Beim ersten Parteitag der Berliner Linken nach Sahra Wagenknechts Abschied soll am Freitag ein Signal des Aufbruchs gesetzt werden: mit vielen neuen Mitgliedern und jeder Menge Selbstaufmunterung. Von Sebastian Schöbel

Es dürfte das erste Mal seit langer Zeit sein, dass die Berliner Linken beim Namen Sahra Wagenknecht entspannt aufatmen. Wenn die 54-Jährige am Samstag in Berlin auf der geplanten Friedensdemo in Mitte auftritt, wird sie das als "Ex-Linke" tun: Mit ihrem Austritt und der Gründung einer eigenen Organisation hat Wagenknecht den Bruch vollzogen, den nicht wenige Berliner Linke zuletzt regelrecht herbeigesehnt hatten: Das Ende mit Schrecken, statt andersherum.

Dass am Tag vor Wagenknechts Demo ausgerechnet der Berliner Landesverband als erster nach ihrem Abschied einen Parteitag abhält, passt da gut ins Bild: Hier hatte man sich früh und lautstark gegen die Spaltung der Partei durch Wagenknechts pro-russische Politik ausgesprochen. Gemeinsam mit anderen Linken Landesverbänden, die an Regierungen beteiligt waren, hatten die Berliner Linken ihre Partei schon 2022 regelrecht zur Ordnung gerufen – auch aus Angst vor weiteren Wahlniederlagen. Der Parteiausschluss, dem Wagenknecht nun zuvorgekommen ist, wurde maßgeblich auch durch prominente Linke aus der Bundeshauptstadt vorangetrieben. Und heimliche Hoffnungsträgerin der Berliner Linken ist weiterhin Ex-Senatorin Katja Kipping, einst Wagenknechts Gegenspielerin im Bund und derzeit auf der Suche nach einer neuen Rolle.

Mehr Neumitglieder als Aussteiger

„Die Berliner Linke ist im Aufbruch“, verkündet nun die Co-Landesvorsitzende Franziska Brychcy. Erfreuliche Mitgliederzahlen sollen das belegen: Seit Wagenknechts Ankündigung vor fast genau einem Monat sind laut Angaben der Partei 500 Menschen den Linken in Berlin beigetreten. Dem stünden nur etwas mehr als 100 Austritte gegenüber. Allein am 20. November seien auf einen Schlag fast 270 Personen in die Partei eingetreten, davon viele in Neukölln.

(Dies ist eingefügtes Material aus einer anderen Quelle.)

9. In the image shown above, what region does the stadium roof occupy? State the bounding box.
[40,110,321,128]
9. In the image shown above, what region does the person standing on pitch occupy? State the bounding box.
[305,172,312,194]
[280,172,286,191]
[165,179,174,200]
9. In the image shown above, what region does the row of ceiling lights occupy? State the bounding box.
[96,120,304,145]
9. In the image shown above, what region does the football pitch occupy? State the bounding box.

Nur in Tempelhof-Schöneberg, wo der Bezirksverband dem Wagenknecht-Lager nahe stand, sind mehr Genoss:innen gegangen als gekommen, heißt es. Die Hälfte des bisherigen Vorstands wechselt zum "Bündnis Sahra Wagenknecht", die Fraktion in der Bezirksverordnetenversammlung verliert zwei Mitglieder und schrumpft auf drei Abgeordnete zusammen. Ende des Monats will man einen neuen Vorstand wählen. Bei der Werbung um weitere Mitglieder rückt der Bezirk nun in den Fokus des Landesvorstands, neben Großsiedlungen in Neukölln, Marzahn-Hellersdorf oder Lichtenberg.

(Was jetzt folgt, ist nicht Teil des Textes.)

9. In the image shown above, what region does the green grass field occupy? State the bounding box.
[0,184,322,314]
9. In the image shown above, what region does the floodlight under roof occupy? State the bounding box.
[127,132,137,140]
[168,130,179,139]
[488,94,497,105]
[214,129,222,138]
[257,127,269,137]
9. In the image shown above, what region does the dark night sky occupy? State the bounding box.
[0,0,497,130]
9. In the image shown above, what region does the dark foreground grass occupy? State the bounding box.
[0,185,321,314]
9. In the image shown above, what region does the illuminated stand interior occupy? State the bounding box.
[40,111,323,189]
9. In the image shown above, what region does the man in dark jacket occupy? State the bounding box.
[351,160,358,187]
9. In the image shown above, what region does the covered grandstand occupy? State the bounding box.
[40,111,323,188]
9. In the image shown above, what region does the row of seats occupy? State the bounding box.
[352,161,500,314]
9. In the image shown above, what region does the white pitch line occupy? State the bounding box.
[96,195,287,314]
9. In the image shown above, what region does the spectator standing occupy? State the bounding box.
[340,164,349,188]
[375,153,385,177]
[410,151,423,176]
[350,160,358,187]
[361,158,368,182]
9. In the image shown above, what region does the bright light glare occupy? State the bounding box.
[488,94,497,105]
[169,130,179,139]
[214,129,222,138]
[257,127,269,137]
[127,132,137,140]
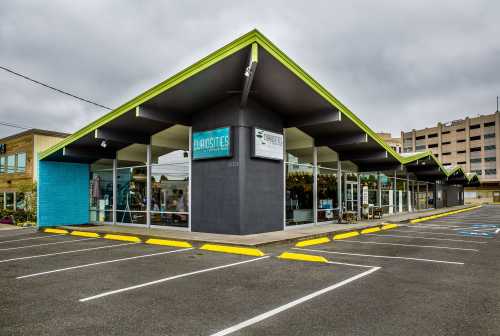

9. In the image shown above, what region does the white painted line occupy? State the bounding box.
[0,243,139,263]
[332,239,479,252]
[211,267,380,336]
[327,261,378,268]
[292,247,464,265]
[0,236,60,244]
[365,234,486,244]
[0,238,96,252]
[78,256,270,302]
[16,247,194,279]
[391,229,492,239]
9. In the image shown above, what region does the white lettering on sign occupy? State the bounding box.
[253,128,283,160]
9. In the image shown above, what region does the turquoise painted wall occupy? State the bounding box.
[37,161,90,227]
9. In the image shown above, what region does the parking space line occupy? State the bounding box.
[392,229,492,239]
[211,267,380,336]
[0,243,137,263]
[332,240,479,252]
[0,236,61,244]
[78,256,270,302]
[0,238,95,252]
[367,234,487,244]
[292,247,465,265]
[16,247,194,279]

Die Neuen bevorzugen die Opposition

Bei der Parteispitze freut man sich aber erstmal über die vielen Neuen, unter denen auch erfahrene Aktivisten seien. Von ihnen erhoffe man sich viel Dynamik, heißt es. Übernehmen würden sie die Linke aber nicht, wird noch schnell hinterhergeschoben. Wohl nicht ohne Grund: Viele der Neumitglieder kommen von linksradikalen Organisationen. Gefolgt sind sie dem Aufruf der Berliner Initiative "Wir jetzt hier": Die rief in den vergangenen Wochen zum Eintritt in die Linke auf, um zu verhindern, dass die Partei "in der Bedeutungslosigkeit versinkt".

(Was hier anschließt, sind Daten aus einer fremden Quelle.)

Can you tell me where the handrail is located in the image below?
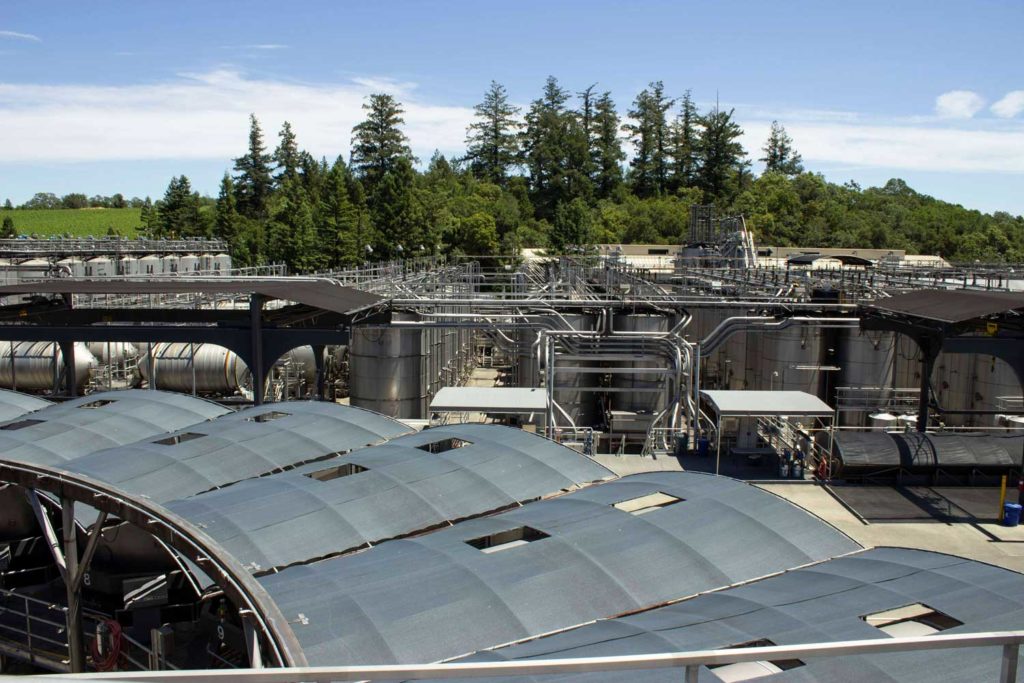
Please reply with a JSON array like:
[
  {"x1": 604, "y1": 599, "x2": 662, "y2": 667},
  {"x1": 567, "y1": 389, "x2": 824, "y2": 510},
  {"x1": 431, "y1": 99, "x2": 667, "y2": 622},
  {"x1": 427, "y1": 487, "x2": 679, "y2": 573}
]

Allerdings macht die Initiative auch klar, wo für sie die Linke hingehört: nur in die Opposition. Ein Regieren mit SPD und Grünen, so wie zuletzt in Berlin, lehne man ab. „Die Linke hat sich mit diesen Regierungsprojekten für eine Koalitionsfähigkeit verbogen und sich zur Komplizin des rot-grünen Mitte-Extremismus gemacht“, so der Aufruf. "Als neue Mitglieder werden wir dafür eintreten, dass die Linke eine glaubhafte, stabile Opposition zum vermeintlich alternativlosen Status Quo wird und bleibt." Das könnte den Realos in der Partei, allen voran jenen, die die Linke gerne wieder an den Senatstisch zurückführen wollen, noch Probleme bereiten.

Permanenter Wahlkampfmodus

Auf dem nun anstehenden Parteitag wird dieses Szenario aber sehr wahrscheinlich keine Rolle spielen - schließlich muss die Linke erst noch beweisen, dass neue Mitglieder und eine Aufbruchstimmung auch Wahlerfolge bringen. Denn von denen gab es zuletzt keine, auch nicht in Berlin. Die nächste Chance bekommt man bereits im Februar 2024, wenn die Bundestagswahl in Berlin teilweise oder ganz wiederholt wird, danach folgt die Europawahl. 2025 - oder möglicherweise eher, wenn die Ampel im Bund zerbricht - folgt die nächste reguläre Bundestagswahl, und ein Jahr darauf die nächste Berlin-Wahl. Man befinde sich quasi im "permanenten Wahlkampfmodus", so Landeschefin Brychcy.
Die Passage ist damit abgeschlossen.